BK polyomavirus (BKPyV) reactivation in kidney transplant recipients can lead to allograft damage and loss. The elements of the adaptive immune system that are permissive of reactivation and responsible for viral control remain incompletely described. We performed a prospective study evaluating BKPyV-specific T-cell response, humoral response and overall T-cell phenotype beginning pre-transplant through one year post-transplant in 28 patients at two centers. We performed an exploratory analysis of risk factors for the development of viremia and viruria as well as compared the immune response to BKPyV in these groups and those who remained BK negative. 6 patients developed viruria and 3 developed viremia. BKPyV-specific CD8+ T-cells increased post-transplant in viremic and viruric but not BK negative patients. BKPyV-specific CD4+ T-cells increased in viremic, but not viruric or BK negative patients. Anti-BKPyV IgG antibodies increased in viruric and viremic patients but remained unchanged in BK negative patients. Viremic patients had a greater proportion of CD8+ effector cells pre-transplant and at 12 months post-transplant. Viremic patients had fewer CD4+ effector memory cells at 3 months post-transplant. Exploratory analysis demonstrated lower CD4 and higher total CD8 proportions, higher anti-BKPyV antibody titers and the cause of renal failure were associated BKPyV reactivation. In conclusion, low CD4, high CD8 and increased effector CD8 cells were found pre-transplant in patients who became viremic, a phenotype associated with immune senescence. This pre-transplant T-cell senescence phenotype could potentially be used to identify patients at increased risk of BKPyV reactivation.
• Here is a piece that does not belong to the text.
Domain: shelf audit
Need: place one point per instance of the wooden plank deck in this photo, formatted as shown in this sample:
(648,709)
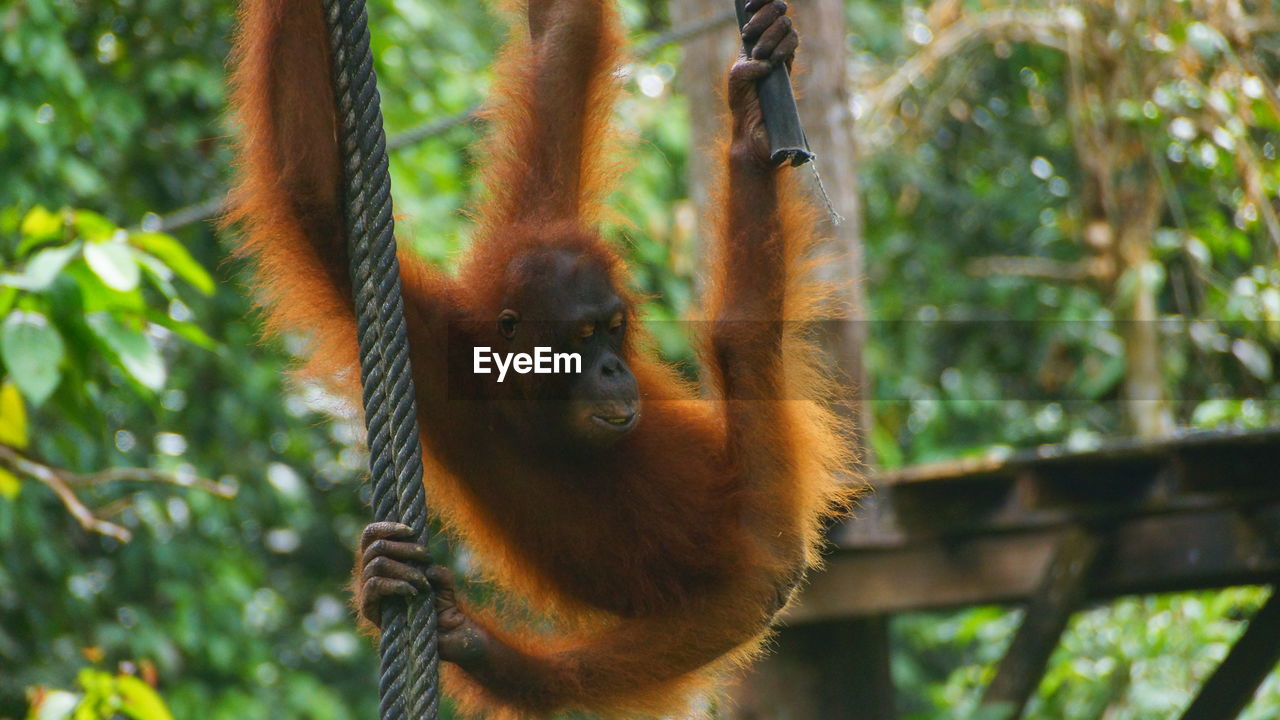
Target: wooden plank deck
(1191,513)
Brief Report: Role of Thymic Reconstitution in the Outcome of AIDS-Related PML.

Abstract:Implications of thymopoiesis in AIDS-related opportunistic infections remain unexplored. We used progressive multifocal leukoencephalopathy (PML), caused by JC virus (JCV), as an opportunistic infection model, and we simultaneously investigated thymic output and T-cell responses against JCV in 22 patients with PML treated with combined antiretroviral therapy. Thymic output was significantly associated with JCV-specific CD4+ and CD8+ T-cell responses and improved survival. Our data suggest that patients with AIDS-related PML and impaired thymopoiesis are less likely to develop a robust JCV-specific cellular immune response and consequently are at an increased risk for a poor clinical outcome.